The US Securities and Exchange Commission (SEC) has sued Texas resident Nathan Fuller, alleging he raised approximately $12.3 million from approximately 150 investors through a crypto investment scheme built on false claims of an AI-powered trading bot, guaranteed returns, and insurance protection.
According to a complaint filed in the U.S. District Court for the Southern District of Texas, Fuller operated through Privy Investments LLC and the assumed business names Privy Investments and Gateway Digital Investments.
The SEC says he sold dormant joint venture interests in the alleged crypto arbitrage trading operation from at least October 2022 to mid-2024.
The agency claims Fuller told investors that proprietary AI-based trading bots could scan crypto markets, execute high-frequency arbitrage trades and limit losses through stop-loss coding.
The complaint alleges that investors were promised returns of 40% to 50% within 30 to 45 days and, in some cases, returns of more than 100% in less than a month.
The SEC says those representations were false. According to the complaint, only $380,000, or about 3% of investor funds, were used to purchase cryptocurrencies without the involvement of bots. The agency says those trades were made without the advertised bot and made no profits.
Instead, Fuller allegedly misused at least $6.2 million for personal expenses, including purchases of homes, gambling, travel, and vehicles, while using approximately $5.5 million to make “Ponzi-like payments” to investors.

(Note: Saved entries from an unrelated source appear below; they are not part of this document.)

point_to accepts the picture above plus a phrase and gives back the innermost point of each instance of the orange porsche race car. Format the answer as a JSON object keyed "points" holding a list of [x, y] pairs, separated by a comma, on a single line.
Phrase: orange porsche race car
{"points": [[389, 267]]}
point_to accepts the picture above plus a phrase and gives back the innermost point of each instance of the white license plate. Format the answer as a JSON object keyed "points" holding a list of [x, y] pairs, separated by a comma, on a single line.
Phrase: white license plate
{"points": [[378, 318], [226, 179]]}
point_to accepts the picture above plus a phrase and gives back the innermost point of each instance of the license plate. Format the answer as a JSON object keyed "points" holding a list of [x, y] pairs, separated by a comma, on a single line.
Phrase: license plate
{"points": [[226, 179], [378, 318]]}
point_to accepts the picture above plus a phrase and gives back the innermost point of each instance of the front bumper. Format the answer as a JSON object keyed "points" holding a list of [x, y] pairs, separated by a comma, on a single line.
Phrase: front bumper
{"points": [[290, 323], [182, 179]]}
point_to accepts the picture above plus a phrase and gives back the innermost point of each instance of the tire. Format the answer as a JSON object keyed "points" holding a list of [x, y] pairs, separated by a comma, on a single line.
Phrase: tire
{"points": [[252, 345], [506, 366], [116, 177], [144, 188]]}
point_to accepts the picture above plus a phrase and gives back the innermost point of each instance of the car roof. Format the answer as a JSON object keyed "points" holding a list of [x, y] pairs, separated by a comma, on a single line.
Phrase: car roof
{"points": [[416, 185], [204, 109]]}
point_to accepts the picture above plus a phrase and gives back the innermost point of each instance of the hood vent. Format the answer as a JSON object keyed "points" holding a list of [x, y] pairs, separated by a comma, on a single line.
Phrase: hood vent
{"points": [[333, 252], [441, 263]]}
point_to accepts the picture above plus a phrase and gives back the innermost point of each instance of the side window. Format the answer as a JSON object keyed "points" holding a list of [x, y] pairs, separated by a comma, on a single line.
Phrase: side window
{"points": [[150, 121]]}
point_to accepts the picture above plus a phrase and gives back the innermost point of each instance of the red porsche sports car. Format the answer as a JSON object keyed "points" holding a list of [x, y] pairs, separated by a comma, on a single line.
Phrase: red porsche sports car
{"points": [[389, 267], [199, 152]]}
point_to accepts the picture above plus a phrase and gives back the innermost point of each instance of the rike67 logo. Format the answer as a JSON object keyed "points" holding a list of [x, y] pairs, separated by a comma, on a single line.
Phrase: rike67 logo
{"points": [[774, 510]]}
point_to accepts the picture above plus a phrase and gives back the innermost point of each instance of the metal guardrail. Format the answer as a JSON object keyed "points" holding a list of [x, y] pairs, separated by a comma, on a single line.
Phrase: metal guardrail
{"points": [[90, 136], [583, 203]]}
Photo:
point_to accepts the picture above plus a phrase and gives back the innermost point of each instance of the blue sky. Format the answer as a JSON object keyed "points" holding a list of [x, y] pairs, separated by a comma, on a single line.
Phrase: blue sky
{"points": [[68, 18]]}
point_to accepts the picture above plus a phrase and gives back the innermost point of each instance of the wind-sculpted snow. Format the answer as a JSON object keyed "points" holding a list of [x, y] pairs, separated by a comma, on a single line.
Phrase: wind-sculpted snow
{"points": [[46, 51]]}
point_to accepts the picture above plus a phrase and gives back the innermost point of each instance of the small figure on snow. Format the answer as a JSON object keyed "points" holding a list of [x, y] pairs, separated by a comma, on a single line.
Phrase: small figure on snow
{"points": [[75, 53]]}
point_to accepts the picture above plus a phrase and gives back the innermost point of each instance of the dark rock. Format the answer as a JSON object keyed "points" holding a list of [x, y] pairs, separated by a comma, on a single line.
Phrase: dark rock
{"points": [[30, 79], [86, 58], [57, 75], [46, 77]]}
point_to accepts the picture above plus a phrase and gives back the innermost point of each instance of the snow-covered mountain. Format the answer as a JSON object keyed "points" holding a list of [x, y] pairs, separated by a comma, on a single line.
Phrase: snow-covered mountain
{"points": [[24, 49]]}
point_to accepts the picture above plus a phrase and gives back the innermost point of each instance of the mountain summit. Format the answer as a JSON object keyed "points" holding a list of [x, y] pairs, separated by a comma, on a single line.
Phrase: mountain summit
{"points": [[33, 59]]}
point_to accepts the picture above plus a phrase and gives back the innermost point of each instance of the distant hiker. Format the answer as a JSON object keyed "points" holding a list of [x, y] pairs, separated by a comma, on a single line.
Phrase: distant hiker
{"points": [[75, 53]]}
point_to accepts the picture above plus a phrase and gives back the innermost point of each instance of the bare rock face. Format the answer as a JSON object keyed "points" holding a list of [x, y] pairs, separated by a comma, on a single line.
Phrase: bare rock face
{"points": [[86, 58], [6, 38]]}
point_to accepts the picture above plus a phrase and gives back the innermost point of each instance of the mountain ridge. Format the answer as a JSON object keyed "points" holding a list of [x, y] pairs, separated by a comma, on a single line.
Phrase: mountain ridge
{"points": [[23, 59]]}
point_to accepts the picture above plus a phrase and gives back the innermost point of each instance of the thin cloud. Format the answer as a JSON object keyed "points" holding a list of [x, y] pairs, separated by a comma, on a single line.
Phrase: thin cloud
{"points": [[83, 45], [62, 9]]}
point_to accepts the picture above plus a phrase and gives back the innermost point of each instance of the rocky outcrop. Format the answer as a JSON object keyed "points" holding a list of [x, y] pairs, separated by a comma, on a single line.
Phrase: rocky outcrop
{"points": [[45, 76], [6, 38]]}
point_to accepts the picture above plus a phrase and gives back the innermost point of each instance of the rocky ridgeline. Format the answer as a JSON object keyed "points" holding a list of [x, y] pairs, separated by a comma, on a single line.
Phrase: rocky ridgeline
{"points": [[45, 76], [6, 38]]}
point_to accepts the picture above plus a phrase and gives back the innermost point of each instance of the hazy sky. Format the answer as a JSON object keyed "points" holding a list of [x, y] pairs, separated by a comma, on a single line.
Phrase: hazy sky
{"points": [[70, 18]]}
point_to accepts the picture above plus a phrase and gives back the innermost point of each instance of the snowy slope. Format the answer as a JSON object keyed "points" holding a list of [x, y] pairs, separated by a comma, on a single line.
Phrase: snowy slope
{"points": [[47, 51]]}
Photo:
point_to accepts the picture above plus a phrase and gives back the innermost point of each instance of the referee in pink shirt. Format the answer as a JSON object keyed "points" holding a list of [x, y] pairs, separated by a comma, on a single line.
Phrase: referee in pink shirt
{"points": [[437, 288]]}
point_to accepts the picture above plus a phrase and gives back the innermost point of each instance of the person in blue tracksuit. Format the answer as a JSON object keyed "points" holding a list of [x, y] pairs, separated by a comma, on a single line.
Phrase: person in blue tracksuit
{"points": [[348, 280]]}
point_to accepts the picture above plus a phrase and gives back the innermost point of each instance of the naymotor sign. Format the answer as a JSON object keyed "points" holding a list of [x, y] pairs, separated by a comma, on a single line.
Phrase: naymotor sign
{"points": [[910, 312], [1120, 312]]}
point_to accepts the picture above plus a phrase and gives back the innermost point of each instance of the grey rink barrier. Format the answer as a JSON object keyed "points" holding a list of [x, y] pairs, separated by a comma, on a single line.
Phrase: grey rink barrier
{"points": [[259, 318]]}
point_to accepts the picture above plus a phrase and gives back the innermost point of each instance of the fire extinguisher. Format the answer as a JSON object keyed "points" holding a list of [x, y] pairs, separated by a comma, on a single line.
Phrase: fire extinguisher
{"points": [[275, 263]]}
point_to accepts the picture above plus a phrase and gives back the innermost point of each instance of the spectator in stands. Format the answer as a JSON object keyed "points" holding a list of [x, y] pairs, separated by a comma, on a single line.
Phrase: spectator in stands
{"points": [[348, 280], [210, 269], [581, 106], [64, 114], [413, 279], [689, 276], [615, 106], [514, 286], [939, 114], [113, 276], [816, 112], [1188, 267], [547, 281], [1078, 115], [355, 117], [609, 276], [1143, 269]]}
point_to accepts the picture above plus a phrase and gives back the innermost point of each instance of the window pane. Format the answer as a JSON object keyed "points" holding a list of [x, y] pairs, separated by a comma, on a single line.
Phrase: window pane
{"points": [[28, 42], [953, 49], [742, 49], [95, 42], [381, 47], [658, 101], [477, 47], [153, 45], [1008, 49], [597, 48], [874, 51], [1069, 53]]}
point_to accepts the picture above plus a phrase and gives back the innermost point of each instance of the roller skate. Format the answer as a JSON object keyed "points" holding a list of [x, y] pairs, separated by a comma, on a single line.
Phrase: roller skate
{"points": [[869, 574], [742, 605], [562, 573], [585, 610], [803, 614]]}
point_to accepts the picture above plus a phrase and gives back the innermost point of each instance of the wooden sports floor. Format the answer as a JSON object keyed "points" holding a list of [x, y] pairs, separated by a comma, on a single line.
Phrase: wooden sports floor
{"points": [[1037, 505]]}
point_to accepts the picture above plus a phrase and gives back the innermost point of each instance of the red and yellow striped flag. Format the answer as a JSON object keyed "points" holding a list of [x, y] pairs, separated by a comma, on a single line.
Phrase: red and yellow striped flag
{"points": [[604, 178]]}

The complaint says that as withdrawal concerns grew, Fuller created fabricated account statements showing gains, cited fake entities and used artificial intelligence to generate a letter from a purported auditing firm claiming that investor accounts were under review and would later be turned over to a trust.
The SEC charged Fuller with violating the registration and anti-fraud provisions of the federal securities laws and is seeking a permanent injunction, disgorgement, civil penalties and a ban on participating in securities offerings.
The case follows a separate bankruptcy proceeding in which the Justice Department said it was barred from repaying more than $12.5 million in debt after Fuller admitted that he had operated Privy as a Ponzi scheme and fabricated documents, according to court records cited by the DOJ.